On a également tenté de lire l’œuvre de Clarice Lispector à la lumière de l’existentialisme et des ses thèmes de prédilection : la nausée, l’absurde. Mais il n’y a chez elle ni théorisation ni philosophèmes, aucun pathos non plus. De même, on a voulu l’associer au Nouveau Roman, mais le schématisme narratif minimaliste la rapprocherait plutôt de Beckett et de sa vision de l’homme-clown ou de Marguerite Duras.
L’influence majeure demeure celle de Woolf et de Mansfield : importance du monologue intérieur, rupture avec le principe de causalité, fragmentation et disparition de l’intrigue, prédominance de la durée sur le temps, passion de l’immanent et du contingent, textes hybrides faits de digressions, sans intrigue claire ni noyau narratif aux contours précis.
Toujours dans le réseau des échos et des contrepoints, « La Passion selon G. H. » a pu donner lieu à une approche christique, l’ « incorparation » de la blatte renvoyant au mystère de l’eucharistie et à l’appel que la conscience solitaire lance à un Dieu inconnu. Reste que Clarice Lispector, si elle a lu dans sa jeunesse Herman Hesse et Julien Green, ne s’est jamais reconnu de maître.

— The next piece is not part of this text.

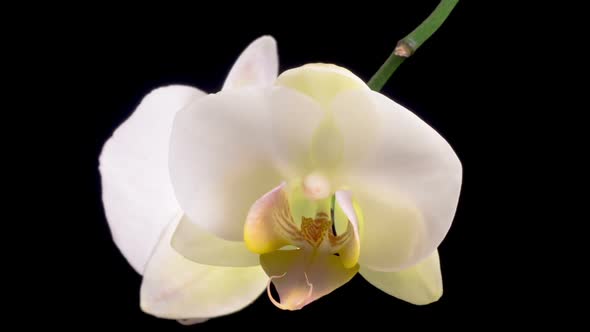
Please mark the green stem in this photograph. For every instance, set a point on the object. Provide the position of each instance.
(410, 43)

Elle est, avec João Guimãraes Rosa, qui la lisait avec admiration, à l’origine du dépassement des deux grandes tendances qui traversent la littérature brésilienne, à savoir la veine régionaliste et la lignée introspective. La radicalité de Guimãraes Rosa telle qu’elle s’exprime dans « Diadorim » (1956), son supra-régionalisme rencontre d’une certain manière celle de Clarice, avec sa plongée dans l’infra-conscience. Dans les deux cas, on trouve une semblable attention exigeante et auto-réflexive au langage, amenant une mutation décisive de ces deux courants contraires, image des « deux Brésils ». En eux on trouve non plus l’opposition mais l’unique battement adverse d’une littérature brésilienne désormais majeure.
Clarice Lispector meurt d’un cancer en 1977, juste un jour avant son 57e anniversaire. Elle est enterrée dans le cimetière juif de Caju à Rio de Janeiro.